The girl walked slowly back up the corridor, leaving Janice to wonder whether she was supposed to remove the drawer or take a note pad up to it. The answer was solved for her when it became clear that the drawer was permanently attached to its runners. Janice climbed back down, retrieved a pen and note pad from her purse, and climbed back up the stepladder. Perusing through the cards to find the beginning of the February 3 entries, she discovered to her dismay that each card was coated with scores of registrations, all entered in the most minuscule type she had ever seen. Worse, the entries had been accumulated in order of registration number and not time of birth, so that she would have to go through what conservatively looked like at least four thousand different numbers.
“Jesus Christ, Bill,” she moaned aloud.
After each number was the sex of the child, the exact time of delivery, family name, and two cross-reference numbers that made no sense to her.
With a deep intake of breath, Janice leaned forward, peered into the first card and began. The numbers were so small, the type so cramped, that though she squinted, it began to blur into a mass of tangled lines. It helped for her to close one eye.
After ten minutes, Janice found it easier simply to run her finger down the “Time” column, and if it read “10” on the hour, she stopped. Then she checked the AM or PM symbol behind it. If it was AM, she carefully examined the minute column. In this way, she rapidly dispensed with hundreds of numbers.
She rested her eyes. Shifting weight, she began again, with a new burst of enthusiasm. Half an hour went by, close to eight hundred registrations, until water film began forming like tears in her eyelids, but the closest she came to Ivy’s death instant was 10:50 in the morning.
“Big job,” commented the girl below her.
“What?”
The girl held up two mugs of steaming coffee.
“Take a break. Have some coffee. Then I’ll give you a hand. My name is Cathy.”
“That’s awfully kind of you,” Janice said.
She stepped gratefully down from the ladder and accepted a mug. Cathy smiled.
“I had no idea it would be like this,” Janice confessed. “I imagined it would be like checking a book out in a library.”
“It’s a real labyrinth here,” Cathy admitted.

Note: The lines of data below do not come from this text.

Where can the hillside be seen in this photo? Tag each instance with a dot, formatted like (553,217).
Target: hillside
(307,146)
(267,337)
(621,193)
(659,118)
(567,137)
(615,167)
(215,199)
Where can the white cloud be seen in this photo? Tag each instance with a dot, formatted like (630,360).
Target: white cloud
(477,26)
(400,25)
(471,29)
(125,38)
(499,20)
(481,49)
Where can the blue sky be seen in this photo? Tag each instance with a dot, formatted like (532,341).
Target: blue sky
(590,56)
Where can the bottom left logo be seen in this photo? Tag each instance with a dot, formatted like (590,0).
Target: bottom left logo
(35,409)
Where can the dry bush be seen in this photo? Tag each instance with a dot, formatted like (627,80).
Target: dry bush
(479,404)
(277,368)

Now Janice became aware of the extraordinary dimensions of the combined halls, and the fact that they were the only two people in it, dwarfed by tons of records.
“You looking for somebody you know?” Cathy asked.
“Not exactly.”
“Lots of mothers, they come here, looking for the kids they’ve given to adoption.”
“It’s not my own child I’m looking for.”
“You sure? Cause it’s not my business and I’d be fired for saying this, but that sort of thing just gets ugly and there’s no way it can succeed.”
“Well, I promise you, that’s not what I’m here for,” Janice said.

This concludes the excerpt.